Michael Schneider said the prison warden forced him to choose whether to resign or be fired after the May stabbing.

Schneider filed the lawsuit last week in federal court in Cleveland, accusing the private prison’s parent company, CoreCivic of Tennessee, of wrongful termination. Schneider seeks his job back and backpay.

CoreCivic spokesman Ryan Gustin said in an email that the company doesn’t comment on active litigation.
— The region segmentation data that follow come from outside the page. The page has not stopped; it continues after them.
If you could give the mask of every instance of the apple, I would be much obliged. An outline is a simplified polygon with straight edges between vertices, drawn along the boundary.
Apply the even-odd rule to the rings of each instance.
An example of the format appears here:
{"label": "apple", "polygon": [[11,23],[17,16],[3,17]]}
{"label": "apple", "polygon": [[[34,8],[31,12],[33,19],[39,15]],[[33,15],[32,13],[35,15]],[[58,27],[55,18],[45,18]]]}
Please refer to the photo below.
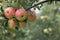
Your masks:
{"label": "apple", "polygon": [[25,28],[26,27],[26,22],[19,22],[20,28]]}
{"label": "apple", "polygon": [[28,12],[28,21],[33,22],[36,19],[36,14],[32,12]]}
{"label": "apple", "polygon": [[4,10],[4,15],[6,18],[11,19],[15,15],[15,9],[13,7],[8,7]]}
{"label": "apple", "polygon": [[23,8],[20,8],[16,11],[15,17],[18,21],[24,21],[27,19],[27,13]]}
{"label": "apple", "polygon": [[9,28],[15,28],[16,27],[16,21],[14,19],[8,20],[8,27]]}

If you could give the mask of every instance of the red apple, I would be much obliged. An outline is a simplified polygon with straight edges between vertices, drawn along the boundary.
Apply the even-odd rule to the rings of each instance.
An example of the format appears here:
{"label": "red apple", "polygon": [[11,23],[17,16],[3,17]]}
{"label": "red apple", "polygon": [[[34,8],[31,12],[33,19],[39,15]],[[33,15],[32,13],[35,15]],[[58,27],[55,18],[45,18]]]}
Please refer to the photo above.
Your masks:
{"label": "red apple", "polygon": [[13,7],[8,7],[4,10],[4,15],[6,18],[11,19],[15,15],[15,9]]}
{"label": "red apple", "polygon": [[19,22],[20,28],[25,28],[26,27],[26,22]]}
{"label": "red apple", "polygon": [[16,27],[16,21],[14,19],[8,20],[8,27],[9,28],[15,28]]}
{"label": "red apple", "polygon": [[36,15],[34,12],[28,12],[28,21],[33,22],[36,19]]}
{"label": "red apple", "polygon": [[27,19],[27,13],[23,8],[20,8],[16,11],[15,17],[18,21],[24,21]]}

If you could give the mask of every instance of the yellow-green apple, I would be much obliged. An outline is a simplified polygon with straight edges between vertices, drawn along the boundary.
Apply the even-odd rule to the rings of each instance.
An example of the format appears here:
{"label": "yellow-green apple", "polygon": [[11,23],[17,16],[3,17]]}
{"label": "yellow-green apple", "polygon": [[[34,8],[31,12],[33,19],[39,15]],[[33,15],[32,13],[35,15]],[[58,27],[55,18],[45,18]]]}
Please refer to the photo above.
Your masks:
{"label": "yellow-green apple", "polygon": [[14,19],[8,20],[8,27],[9,28],[15,28],[16,27],[16,21]]}
{"label": "yellow-green apple", "polygon": [[11,19],[15,15],[15,9],[13,7],[8,7],[4,10],[4,15],[6,18]]}
{"label": "yellow-green apple", "polygon": [[27,19],[27,13],[25,11],[25,9],[20,8],[16,11],[15,13],[15,17],[18,21],[24,21]]}

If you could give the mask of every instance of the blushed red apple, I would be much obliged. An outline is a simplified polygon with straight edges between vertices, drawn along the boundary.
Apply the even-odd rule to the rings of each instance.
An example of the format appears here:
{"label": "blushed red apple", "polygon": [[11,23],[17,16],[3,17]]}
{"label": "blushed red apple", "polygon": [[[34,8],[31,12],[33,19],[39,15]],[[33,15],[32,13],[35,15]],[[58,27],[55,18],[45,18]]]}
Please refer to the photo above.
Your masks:
{"label": "blushed red apple", "polygon": [[14,19],[8,20],[8,27],[9,28],[15,28],[16,27],[16,21]]}
{"label": "blushed red apple", "polygon": [[20,28],[25,28],[26,27],[26,22],[19,22]]}
{"label": "blushed red apple", "polygon": [[13,7],[8,7],[4,10],[4,15],[6,18],[11,19],[15,15],[15,9]]}
{"label": "blushed red apple", "polygon": [[20,8],[16,11],[15,13],[15,17],[18,21],[24,21],[27,19],[27,13],[25,11],[25,9]]}
{"label": "blushed red apple", "polygon": [[36,19],[36,14],[34,12],[28,12],[28,21],[33,22]]}

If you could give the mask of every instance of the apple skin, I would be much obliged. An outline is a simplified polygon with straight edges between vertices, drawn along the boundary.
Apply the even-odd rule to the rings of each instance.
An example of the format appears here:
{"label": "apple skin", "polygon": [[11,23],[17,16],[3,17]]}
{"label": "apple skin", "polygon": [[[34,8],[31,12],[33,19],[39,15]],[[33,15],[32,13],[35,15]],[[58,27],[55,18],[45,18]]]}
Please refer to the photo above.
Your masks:
{"label": "apple skin", "polygon": [[36,14],[32,12],[28,12],[28,21],[33,22],[36,19]]}
{"label": "apple skin", "polygon": [[15,15],[15,9],[13,7],[8,7],[4,10],[4,15],[6,18],[11,19]]}
{"label": "apple skin", "polygon": [[8,27],[9,28],[15,28],[16,27],[16,21],[14,19],[8,20]]}
{"label": "apple skin", "polygon": [[19,22],[20,28],[25,28],[26,27],[26,22]]}
{"label": "apple skin", "polygon": [[16,11],[15,17],[18,21],[24,21],[27,19],[27,12],[23,8],[20,8]]}

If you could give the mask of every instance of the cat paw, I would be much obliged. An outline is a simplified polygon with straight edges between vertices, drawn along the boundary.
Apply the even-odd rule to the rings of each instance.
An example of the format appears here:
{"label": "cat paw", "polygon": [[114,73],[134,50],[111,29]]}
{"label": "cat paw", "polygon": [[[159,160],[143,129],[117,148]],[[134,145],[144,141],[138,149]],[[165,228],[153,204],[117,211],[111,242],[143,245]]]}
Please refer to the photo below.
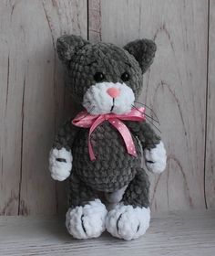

He said safety is the top priority at the prison.

“The reality is that we provide a safe, humane and appropriate environment for the individuals at NEOCC and are constantly striving to deliver an even better standard of care,” Gustin’s statement said.

The medium-security prison in Youngstown houses about 1,000 federal pretrial detainees and some who have been sentenced to prison for state crimes.

The lawsuit cites a report by the Ohio Correctional Institution Inspection Committee that showed a spike in assaults by inmates against other inmates and staff, along with increases in uses of force by officers and an increase in drugs and other contraband found in the prison.

Two former corrections officers were charged and convicted this year for bringing drugs into the prison.

The report also found that a survey of corrections officers showed that management “seldom” followed policies, including doling out consistent punishment for wrongdoing.

Gustin said CoreCivic has worked to address concerns raised by the report.

The lawsuit said Schneider regularly was isolated with inmates for long periods of time because of staffing shortages, a violation of the prison’s policy.

Schneider on May 20 ran to an inmate fight and called for back-up. When no one came, he broke up the fight and was stabbed, the lawsuit said.

Three days later, he returned to the prison to fill out worker’s compensation paperwork, and the assistant warden, Richard Phiffer, told him he could either resign or quit, the lawsuit said.

Schneider resigned “under duress and threat of” being fired, the lawsuit said.

The lawsuit was filed the same day as an inmate, Devon Williams, sued the private prison and accused officers of an unprompted attack after he asked to speak to a supervisor.